The shift is dramatic and theologically crucial. The God who seemed absent was actually present. The suffering was not evidence of abandonment but was part of a larger purpose. The afflicted one was heard — vindicated — and now leads others in praise.

Hebrews 2:12 quotes verse 22 and applies it directly to Jesus: 'He says, I will declare your name to my brothers and sisters; in the assembly I will sing your praises.' The risen Christ is the one who, having passed through the suffering of the cross, leads His people in worship.

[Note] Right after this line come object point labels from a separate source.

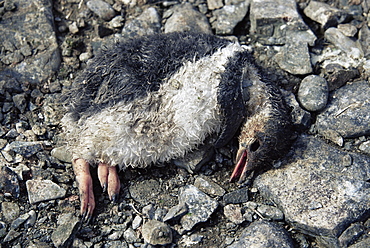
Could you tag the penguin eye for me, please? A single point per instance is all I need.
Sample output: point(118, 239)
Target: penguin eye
point(255, 145)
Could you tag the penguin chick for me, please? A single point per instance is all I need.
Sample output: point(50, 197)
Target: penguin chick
point(153, 99)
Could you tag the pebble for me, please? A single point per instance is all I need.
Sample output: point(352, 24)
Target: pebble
point(324, 14)
point(10, 211)
point(347, 111)
point(344, 43)
point(316, 190)
point(237, 196)
point(43, 190)
point(208, 186)
point(102, 9)
point(156, 233)
point(263, 234)
point(149, 22)
point(200, 205)
point(225, 19)
point(234, 214)
point(183, 18)
point(67, 227)
point(9, 183)
point(313, 93)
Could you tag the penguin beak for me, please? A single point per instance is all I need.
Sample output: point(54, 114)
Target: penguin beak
point(241, 167)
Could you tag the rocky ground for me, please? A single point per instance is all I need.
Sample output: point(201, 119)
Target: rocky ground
point(316, 196)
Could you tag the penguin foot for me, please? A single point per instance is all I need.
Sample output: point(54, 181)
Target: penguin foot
point(109, 180)
point(82, 172)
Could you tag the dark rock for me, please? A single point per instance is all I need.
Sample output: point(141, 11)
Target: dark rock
point(237, 196)
point(313, 93)
point(156, 233)
point(263, 234)
point(347, 111)
point(185, 18)
point(317, 193)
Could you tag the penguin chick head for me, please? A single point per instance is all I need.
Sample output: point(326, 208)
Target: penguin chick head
point(264, 138)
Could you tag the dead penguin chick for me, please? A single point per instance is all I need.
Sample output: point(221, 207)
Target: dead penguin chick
point(155, 98)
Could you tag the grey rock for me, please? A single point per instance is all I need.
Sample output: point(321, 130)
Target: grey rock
point(156, 233)
point(149, 22)
point(233, 213)
point(324, 14)
point(43, 190)
point(15, 29)
point(24, 148)
point(344, 43)
point(237, 196)
point(9, 184)
point(347, 111)
point(176, 212)
point(294, 58)
point(351, 234)
point(20, 102)
point(102, 9)
point(11, 236)
point(10, 211)
point(146, 191)
point(184, 17)
point(208, 186)
point(270, 212)
point(200, 205)
point(300, 117)
point(263, 234)
point(269, 17)
point(313, 93)
point(67, 226)
point(365, 147)
point(347, 29)
point(316, 192)
point(214, 4)
point(225, 19)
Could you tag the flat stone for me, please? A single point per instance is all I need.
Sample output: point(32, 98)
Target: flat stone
point(344, 43)
point(325, 14)
point(156, 233)
point(208, 186)
point(294, 58)
point(43, 190)
point(149, 22)
point(225, 19)
point(183, 18)
point(15, 29)
point(102, 9)
point(200, 205)
point(347, 112)
point(67, 227)
point(313, 93)
point(316, 191)
point(263, 234)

Universal Worship (verses 27-31)

'All the ends of the earth will remember and turn to the LORD, and all the families of the nations will bow down before him, for dominion belongs to the LORD and he rules over the nations... Future generations will be told about the Lord. They will proclaim his righteousness, declaring to a people yet unborn: He has done it!'

The psalm ends with a vision of global worship that extends across nations and generations. The final phrase — 'He has done it!' — echoes Jesus' final cry from the cross: 'It is finished!' (John 19:30). The work of redemption, foreshadowed in David's suffering and fulfilled in Christ's, is complete.

Theological Significance

The cross was planned, not accidental. Psalm 22 demonstrates that the crucifixion was not a surprise to God. A thousand years before Calvary, God revealed through David the specific contours of His Son's suffering. The cross was the plan from the beginning.

Suffering and praise are not opposites. The psalm's movement from agony to worship teaches that lament is not the absence of faith — it is the exercise of faith. The psalmist pours out his pain to God, not away from God. This is the biblical pattern for suffering: honest complaint directed toward the One who can redeem it.

The forsaken One brings the nations to God. The paradox of Psalm 22 is that through the suffering of the abandoned one, all nations come to worship. What appeared to be defeat was the mechanism of universal salvation. This is the gospel in seed form — the suffering servant whose death brings life to the world.